Users needed to test Wi-Fi stability on Linksys WRT3200ACM & WRT32X on OpenWrt 21.02

A change in upstream mac80211 causing problems for the out-of-tree mwlwifi doesn't necessarily imply that there'd be an actual bug in mainline linux, it could just as well mean that mwlwifi hasn't been properly adapted to a recent kernel change.

2 Likes

Not sure about WildByDesign specifically, but I know others here have tested it and still had the dropouts: Users needed to test Wi-Fi stability on Linksys WRT3200ACM & WRT32X on OpenWrt 21.02.0-rc4 - #299 by alex77

Yup, that was exactly my intention, based on what you found in your testing. I'll create a new build, (likely r13922), that just contains the mac80211 5.7 upgrade so we can see exactly which commit exhibits the issue.

I'm pretty much done for tonight, so I'll look at creating it sometime tomorrow morning most likely.

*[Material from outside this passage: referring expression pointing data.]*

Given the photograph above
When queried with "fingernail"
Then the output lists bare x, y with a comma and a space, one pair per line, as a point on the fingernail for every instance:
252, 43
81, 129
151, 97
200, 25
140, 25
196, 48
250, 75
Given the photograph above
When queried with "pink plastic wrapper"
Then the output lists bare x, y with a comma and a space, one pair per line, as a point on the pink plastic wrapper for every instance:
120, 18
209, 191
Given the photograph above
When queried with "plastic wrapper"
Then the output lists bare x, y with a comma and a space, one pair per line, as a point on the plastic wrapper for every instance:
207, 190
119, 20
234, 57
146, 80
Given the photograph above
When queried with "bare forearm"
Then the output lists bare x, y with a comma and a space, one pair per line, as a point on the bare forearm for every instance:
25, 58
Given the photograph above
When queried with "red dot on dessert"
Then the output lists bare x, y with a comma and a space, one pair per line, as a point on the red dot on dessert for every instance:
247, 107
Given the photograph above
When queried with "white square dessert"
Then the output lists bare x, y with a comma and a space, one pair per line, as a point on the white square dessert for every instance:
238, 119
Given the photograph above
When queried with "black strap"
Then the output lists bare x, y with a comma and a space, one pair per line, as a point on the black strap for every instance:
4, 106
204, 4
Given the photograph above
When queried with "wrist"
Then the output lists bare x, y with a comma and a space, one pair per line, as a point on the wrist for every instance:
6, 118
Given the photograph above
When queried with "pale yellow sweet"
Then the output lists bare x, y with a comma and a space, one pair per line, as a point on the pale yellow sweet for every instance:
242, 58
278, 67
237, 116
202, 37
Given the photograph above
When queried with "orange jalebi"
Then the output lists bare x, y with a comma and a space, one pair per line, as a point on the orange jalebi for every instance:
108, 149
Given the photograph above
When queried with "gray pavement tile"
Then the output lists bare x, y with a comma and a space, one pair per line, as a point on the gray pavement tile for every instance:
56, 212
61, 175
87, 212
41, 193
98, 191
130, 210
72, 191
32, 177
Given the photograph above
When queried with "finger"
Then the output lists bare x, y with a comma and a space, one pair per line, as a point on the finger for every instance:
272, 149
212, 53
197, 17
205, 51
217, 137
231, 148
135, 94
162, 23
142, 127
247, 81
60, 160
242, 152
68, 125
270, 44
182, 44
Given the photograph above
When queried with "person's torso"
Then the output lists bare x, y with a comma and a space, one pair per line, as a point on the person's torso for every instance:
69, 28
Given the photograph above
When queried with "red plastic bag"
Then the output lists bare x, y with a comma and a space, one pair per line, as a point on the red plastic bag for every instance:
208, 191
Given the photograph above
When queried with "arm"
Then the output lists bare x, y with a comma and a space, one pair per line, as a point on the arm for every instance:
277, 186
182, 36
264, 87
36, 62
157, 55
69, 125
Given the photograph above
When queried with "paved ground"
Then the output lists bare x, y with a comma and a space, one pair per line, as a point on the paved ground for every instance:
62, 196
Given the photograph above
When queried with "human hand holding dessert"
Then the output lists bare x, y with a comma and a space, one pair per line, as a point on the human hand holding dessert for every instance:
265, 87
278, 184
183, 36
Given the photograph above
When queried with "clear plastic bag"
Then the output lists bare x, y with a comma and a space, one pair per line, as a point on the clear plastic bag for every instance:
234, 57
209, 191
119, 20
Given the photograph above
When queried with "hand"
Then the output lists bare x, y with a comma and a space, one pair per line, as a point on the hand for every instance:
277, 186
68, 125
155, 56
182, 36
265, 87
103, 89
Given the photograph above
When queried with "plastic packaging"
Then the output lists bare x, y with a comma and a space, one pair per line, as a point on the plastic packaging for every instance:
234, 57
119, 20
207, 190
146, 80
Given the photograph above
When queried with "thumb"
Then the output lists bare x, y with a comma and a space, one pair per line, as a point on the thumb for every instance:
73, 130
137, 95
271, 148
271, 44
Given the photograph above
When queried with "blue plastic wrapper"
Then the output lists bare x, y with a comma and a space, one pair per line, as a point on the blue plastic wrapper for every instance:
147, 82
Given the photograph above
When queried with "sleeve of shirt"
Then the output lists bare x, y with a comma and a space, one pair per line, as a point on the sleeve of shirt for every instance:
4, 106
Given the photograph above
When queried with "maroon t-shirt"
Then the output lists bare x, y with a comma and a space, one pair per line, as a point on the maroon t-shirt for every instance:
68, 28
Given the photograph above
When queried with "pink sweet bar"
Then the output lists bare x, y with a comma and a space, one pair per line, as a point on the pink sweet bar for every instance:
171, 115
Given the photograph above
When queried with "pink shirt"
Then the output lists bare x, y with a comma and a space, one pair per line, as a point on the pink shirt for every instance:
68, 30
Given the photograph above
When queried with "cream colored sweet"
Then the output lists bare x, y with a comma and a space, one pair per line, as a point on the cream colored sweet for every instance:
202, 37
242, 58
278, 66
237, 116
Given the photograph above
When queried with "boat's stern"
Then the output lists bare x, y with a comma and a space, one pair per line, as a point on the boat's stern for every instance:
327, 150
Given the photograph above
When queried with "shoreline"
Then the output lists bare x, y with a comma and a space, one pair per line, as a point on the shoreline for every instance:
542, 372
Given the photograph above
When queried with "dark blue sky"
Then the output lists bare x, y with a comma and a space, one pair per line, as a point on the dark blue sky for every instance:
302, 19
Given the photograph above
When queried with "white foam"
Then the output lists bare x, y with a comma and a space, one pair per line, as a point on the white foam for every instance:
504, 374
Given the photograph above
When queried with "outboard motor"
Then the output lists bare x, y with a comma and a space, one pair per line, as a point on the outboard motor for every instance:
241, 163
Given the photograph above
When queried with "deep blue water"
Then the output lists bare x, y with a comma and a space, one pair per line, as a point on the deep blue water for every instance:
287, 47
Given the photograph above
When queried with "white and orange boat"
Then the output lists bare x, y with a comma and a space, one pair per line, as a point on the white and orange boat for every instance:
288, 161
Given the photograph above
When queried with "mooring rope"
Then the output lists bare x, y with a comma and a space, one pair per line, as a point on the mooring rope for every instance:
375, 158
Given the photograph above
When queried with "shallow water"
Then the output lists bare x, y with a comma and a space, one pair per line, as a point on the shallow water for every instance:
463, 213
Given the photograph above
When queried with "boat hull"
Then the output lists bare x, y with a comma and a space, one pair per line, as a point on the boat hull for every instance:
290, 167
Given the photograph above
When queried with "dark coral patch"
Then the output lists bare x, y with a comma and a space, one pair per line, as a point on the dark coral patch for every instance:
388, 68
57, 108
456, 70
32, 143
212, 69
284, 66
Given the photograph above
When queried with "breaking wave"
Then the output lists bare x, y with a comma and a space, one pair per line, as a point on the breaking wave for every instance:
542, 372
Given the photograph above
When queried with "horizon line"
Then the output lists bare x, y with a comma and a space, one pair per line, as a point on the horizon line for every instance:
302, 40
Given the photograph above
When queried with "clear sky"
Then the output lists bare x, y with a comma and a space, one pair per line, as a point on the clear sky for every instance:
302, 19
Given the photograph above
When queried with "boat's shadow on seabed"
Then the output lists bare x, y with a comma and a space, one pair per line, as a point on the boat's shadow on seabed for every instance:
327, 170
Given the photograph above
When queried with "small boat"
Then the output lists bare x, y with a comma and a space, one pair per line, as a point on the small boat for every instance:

Edit: 13922 is up!!: https://openwrt.austindw.com/linksys-wrt/wifi-hang-bisect/r13922/

This is specifically targets this commit:

commit d1100c76b33ff68c6db0f5fa31a26532bdbb15c4 (HEAD)
Author: Hauke Mehrtens <hauke@hauke-m.de>
Date:   Sun Jun 28 14:57:06 2020 +0200

    mac80211: Update to version 5.7.5-1

    The b43 and b43legacy driver now support DRIVER_11W_SUPPORT.

    Signed-off-by: Hauke Mehrtens <hauke@hauke-m.de>
1 Like

@adworacz I just finished testing build r13922 (with mac80211 5.7.5-1 update) and it is a good build. Zero wireless disconnects. Very fast and smooth connection, actually.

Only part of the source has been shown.